Our Submission to the
CPS-Week Student Design Competition
This competition served as a showcase for the ongoing development of TickTalk Python (TTPython), a programming framework for distributed, time-sensitive applications in cyber physical systems. Our framework is designed to simplify the development of such applications by building timing and distributed systems abstractions into a domain-specific language and dataflow graph based runtime environment
Our colleagues at Arizona State University have strong roots in autonomous vehicles, but have seen several pain points in the development of a smart-intersection application, in which vehicles coordinate with a centralized controller to plan their path through the intersection on an individual basis rather than per street as normal stop-lights do. This application is demonstrated on a 1/10th scale version of an intersection using RC cars equipped with LIDAR, image sensors, and Nvidia Jetsons to perform SLaM and object detection CNNs in real-time. Most application code is written in Python 3, although the CNN, SLaM, and sensor/actuator manipulation invokes C/C++ routines.
Distributed, time-sensitive applications are notoriously difficult to develop due to challenges with clock synchronization, inter-device coordination and communication, debugging, and more. Edward Andert, our smart-intersection expert at ASU, helped us understand these pain points and how they impact his ability to reason about the application. Ian McCormack (a then UG student at Wisconsin Eu Claire) and I developed networking and timing abstractions to alleviate issues with periodic sampling, network management, and sensor stream fusion. Our process and programming environment relies on a dataflow graph and message-passing architecture to improve composability and avoid side-effects due to memory sharing. These abstractions are written in Python 3 as well, such that they mesh well with existing application code.
These abstractions helped Edward find subtle issues within his implementation and reduce the end-to-end latency of his system by around 33% (125ms down to 88ms). The abstractions, particularly for sensor fusion, do come with an overhead, which our runtime instrumentation clocked at 5ms additional processing time along the critical path. We can safely ignore this effect for this application, but it does suggest a limit on how effective this strategy would be for applications whose timing requirements enter the low millisecond to microsecond regime.
As lead on this competition submission, I was responsible for setting the goals of our submission (and retuning them as we progressed), designing the architecture of our abstractions and their interaction with the existing smart-intersection application, facilitating integration of individuals' contributions, and designing the poster and presentation, which we gave as a team.
Please see our presentation slides, video, and poster!

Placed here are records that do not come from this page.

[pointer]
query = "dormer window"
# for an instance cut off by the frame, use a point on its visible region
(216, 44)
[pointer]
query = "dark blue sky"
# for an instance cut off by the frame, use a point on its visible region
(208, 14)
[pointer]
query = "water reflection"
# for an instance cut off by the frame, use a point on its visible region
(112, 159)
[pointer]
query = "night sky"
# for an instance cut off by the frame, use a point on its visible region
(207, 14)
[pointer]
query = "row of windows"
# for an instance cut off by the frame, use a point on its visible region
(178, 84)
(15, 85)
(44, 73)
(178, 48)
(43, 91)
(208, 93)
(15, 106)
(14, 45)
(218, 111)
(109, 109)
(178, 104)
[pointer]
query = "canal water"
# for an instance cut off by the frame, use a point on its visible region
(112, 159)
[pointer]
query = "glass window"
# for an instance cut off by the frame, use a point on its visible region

Wait, But What is TickTalk?
No, it's not related to the now-mainstream video-sharing platform! The grant was written before ByteDance rebranded the platform...

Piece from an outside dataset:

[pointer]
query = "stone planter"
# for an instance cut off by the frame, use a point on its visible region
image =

TickTalk is all about simplifying development of time-sensitive applications for cyber-physical systems. As the IoT burgeons, more distributed, heterogeneous applications become feasible. However, the tools to handle the distributed parts of these applications are largely unchanged or nonexistent. Each device (or device type) has custom code to control its node-local behavior, and each interface (both in the application and network) is uniquely designed and tested. Protocols like COAP help standardize the format, but say nothing about behavior at the application level. Any system containing more than a few device types requires a team of experts to manage the interfaces (which scale with N2 for N devices).
TickTalk's long-sighted vision is to enable a more holistic programming interface, where the user declares what they want to happen, but relieve the user of dictating how that must happen. A fundamental component is simplifying the user's interaction with timing, which includes both data and control aspects for time-series, sampled data and coordinated action with the physical environment, respectively. Managing these timing requirements in the distributed context is challenging to reason about and debug, largely due to clock synchronization errors, reproducibility (related in part to best-efforts networking), and observability.
TickTalk Python is our attempt to see this vision through, by presenting a Python-based coordination language that includes meta-syntax to help describe where code runs in a system and what types of time-based control (such as periodic sampling or deadlines on actuation). This glue language compiles into a dataflow graph that can be mapped onto the system per user requirements and objective functions like end-to-end latency. The nodes in the graph contain abstractions for synchronizing inputs (cognizant of synchronized clocks), executing user code, and forwarding output data to whichever device contains the next node in the graph.
My contributions have centered largely on the model of computing, i.e., dataflow, and timing abstractions that account for clock synchronization error and data validity. This has served as a fantastic learning experience in the field of distributed, real-time systems, as I delved into message-passing architectures (like dataflow process networks and petri nets) and real-time systems architectures (like the Time-Trigged Architecture and PTIDES/PTOLEMY). I have a great deal of respect for Dr. Edward Lee's work in Cyber Physical Systems.